Renaissance was started by Beijing artist Kang
De. Although he had never been to Italy and didn't particularly like
Italian food, he liked Italian Renaissance paintings, hence the name
and choice of cuisine. The concept apparently didn't work and a year
ago Renaissance changed its name and switched to a cuisine that is in
Beijing at least considered more sophisticated than foreign noodles
could hope to be. I speak of course of Shanghainese food.
The sign over the front door that still says
Renaissance and the teapots and plates with this name in brown lettering
might lead you to suspect that the restaurant is still called Renaissance,
but it has in fact been renamed Hucai Guan which simply means Shanghai
Cuisine. The decor hasn't changed however, and that is a big part of
the charm. Facing the front door is a Western-style pine bar counter.
Several rustic wood-hewn shelves bear an array of bottles, the price
of each drink marked on a pale blue price tag like they use behind the
counters in Chinese state-owned department stores. The main room of
the restaurant has rough white-washed walls and railway-sleeper sized
wooden ceiling beams. The chairs are made of heavy carved wood and the
tablecloths are crimson. Oil paintings hang on every wall, pictures
of boats on beaches and pastoral scenes like you might find in somebody's
seaside cottage. This large collection of kitsch paintings has a surprisingly
pleasing effect. Each one has a different heavy wooden frame and the
subtle lighting ensures that the room doesn't feel like the Art section
of a department store. In fact, a rowdy party in the karaoke room next
door and the lone European man looking up from his dinner at us as we
sit down make the place feel more like the set of a surreal spy movie.
The old Shanghai hand of our party orders. For
starters we have preserved duck eggs with cold tofu, hairy soya beans,
peanuts, and a whole cold-baked pigeon. The bird is finicky to eat lots
of bones but the delicate flavor is worth the effort of sucking and
chewing. But nothing really impresses us until the main courses arrive.
Tofu knots with braised meat looks a bit strange but is a superb combination
of sweetish meaty tastes and soft textures. The subtle flavors and tenderness
of braised Mandarin fish makes one of our group exclaim: I'm a fishatarian.

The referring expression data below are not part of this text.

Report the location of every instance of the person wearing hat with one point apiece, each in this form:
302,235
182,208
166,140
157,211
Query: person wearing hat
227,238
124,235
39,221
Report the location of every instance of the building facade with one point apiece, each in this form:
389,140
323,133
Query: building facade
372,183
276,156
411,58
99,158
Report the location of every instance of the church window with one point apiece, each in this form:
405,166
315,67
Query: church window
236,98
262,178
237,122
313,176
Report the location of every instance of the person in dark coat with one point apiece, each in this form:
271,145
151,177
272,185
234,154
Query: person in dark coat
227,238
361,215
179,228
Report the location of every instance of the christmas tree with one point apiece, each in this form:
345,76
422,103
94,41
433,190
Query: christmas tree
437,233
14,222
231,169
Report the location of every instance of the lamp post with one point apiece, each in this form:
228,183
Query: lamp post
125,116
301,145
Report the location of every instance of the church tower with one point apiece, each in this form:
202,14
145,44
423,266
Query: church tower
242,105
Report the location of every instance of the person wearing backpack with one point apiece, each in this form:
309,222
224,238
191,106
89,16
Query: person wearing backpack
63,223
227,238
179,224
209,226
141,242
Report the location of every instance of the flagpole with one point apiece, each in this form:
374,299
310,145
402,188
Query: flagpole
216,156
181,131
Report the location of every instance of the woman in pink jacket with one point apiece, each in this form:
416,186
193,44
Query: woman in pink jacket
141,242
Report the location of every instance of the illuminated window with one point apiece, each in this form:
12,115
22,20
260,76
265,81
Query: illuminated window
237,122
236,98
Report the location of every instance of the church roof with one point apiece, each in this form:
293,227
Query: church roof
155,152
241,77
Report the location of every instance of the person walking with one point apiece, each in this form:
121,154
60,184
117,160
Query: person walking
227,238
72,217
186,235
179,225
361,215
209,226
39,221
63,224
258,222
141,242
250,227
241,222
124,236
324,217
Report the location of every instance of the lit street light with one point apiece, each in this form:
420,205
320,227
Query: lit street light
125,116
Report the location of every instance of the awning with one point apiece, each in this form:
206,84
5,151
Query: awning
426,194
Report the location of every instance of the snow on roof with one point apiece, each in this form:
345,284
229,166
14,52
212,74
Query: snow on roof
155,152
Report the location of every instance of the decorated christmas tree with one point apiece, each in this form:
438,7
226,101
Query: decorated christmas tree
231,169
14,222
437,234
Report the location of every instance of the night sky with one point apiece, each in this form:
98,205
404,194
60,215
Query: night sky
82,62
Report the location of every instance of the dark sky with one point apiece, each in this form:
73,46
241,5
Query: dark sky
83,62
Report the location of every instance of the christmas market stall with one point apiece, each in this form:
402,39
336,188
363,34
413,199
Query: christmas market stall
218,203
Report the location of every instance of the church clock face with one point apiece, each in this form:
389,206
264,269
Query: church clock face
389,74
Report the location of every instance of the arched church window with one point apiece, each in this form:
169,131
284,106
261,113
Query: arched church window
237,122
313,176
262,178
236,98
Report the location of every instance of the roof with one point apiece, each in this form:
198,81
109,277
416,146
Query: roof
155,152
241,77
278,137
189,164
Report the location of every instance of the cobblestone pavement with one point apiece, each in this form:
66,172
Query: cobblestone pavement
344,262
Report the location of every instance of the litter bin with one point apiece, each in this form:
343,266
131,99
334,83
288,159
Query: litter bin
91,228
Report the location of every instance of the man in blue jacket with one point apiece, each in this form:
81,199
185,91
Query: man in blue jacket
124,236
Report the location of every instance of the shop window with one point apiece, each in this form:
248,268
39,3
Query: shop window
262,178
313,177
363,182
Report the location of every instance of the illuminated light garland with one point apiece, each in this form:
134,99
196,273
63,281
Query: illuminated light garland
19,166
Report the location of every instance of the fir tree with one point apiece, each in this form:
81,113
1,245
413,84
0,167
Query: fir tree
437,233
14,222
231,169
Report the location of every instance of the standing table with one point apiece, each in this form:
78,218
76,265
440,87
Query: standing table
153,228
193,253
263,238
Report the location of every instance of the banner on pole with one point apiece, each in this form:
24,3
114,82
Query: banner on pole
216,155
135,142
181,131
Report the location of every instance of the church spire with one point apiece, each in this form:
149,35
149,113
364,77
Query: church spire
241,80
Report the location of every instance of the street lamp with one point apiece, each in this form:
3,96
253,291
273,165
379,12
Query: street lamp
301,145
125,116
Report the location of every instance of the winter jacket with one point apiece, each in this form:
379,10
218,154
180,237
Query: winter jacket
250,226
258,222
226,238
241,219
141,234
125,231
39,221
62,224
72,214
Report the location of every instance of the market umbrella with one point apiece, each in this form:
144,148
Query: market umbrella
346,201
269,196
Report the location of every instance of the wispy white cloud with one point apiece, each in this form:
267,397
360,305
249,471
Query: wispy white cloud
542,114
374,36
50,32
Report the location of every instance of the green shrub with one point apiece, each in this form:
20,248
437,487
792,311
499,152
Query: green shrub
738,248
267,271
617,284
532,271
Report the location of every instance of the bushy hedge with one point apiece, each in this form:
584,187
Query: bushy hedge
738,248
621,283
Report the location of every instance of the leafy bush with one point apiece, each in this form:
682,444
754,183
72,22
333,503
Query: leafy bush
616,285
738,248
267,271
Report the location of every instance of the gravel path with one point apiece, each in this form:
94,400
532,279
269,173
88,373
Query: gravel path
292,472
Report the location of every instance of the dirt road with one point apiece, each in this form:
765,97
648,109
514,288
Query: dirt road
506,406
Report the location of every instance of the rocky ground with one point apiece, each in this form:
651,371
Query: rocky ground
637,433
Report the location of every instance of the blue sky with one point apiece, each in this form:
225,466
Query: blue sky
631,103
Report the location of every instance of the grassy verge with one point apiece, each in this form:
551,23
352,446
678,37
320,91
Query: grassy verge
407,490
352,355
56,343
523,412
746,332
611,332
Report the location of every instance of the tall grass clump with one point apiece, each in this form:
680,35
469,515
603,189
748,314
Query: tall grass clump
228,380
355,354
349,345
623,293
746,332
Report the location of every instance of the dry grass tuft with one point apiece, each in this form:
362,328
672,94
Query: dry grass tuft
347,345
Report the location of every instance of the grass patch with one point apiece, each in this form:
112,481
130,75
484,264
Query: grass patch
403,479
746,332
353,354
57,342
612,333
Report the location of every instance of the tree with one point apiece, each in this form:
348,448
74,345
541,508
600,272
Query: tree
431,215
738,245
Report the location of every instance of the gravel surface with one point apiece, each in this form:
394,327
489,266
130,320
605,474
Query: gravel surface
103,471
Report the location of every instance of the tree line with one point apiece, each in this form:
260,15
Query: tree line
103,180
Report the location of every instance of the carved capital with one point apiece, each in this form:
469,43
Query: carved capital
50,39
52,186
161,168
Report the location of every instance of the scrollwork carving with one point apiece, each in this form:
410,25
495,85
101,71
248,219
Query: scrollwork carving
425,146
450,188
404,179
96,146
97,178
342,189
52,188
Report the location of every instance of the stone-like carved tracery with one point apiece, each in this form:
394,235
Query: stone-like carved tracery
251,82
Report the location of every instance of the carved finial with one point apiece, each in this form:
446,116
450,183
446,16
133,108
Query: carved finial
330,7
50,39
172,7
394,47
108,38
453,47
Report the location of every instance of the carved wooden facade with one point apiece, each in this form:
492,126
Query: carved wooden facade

Which is what you should be at Renaissance because while the meat dishes
are all average, the seafood is excellent. Sauteed shrimps and braised
eels are our favorites. The flavors are clean and fresh, and the laowai
are happy because there are no bones. Crispy-skin tofu is also good:
it is made with fragrant mushrooms that contrast nicely with the mild
flavor of the bean curd. The fresh vegetables are tasty too: we have
braised eggplant and two Southern vegetables that many Beijingers don't
know, caijie (mustard greens) and penghao (kale). We have both of these
in a delicious garlic sauce.
The waiters wearing clean but badly-fitting
suits look like trainees just arrived from the countryside which they
may in fact be: the service is lousy. But Renaissance or whatever you
choose to call it is a restaurant I shall visit again soon. It's a great
place to take visitors from out of town who want good Chinese food in
an unusual setting. They have an English menu. Expect to spend ´60-100
per person for good Shanghai cuisine that citizens of the Paris of the
East would be happy to find in the Northern Capital.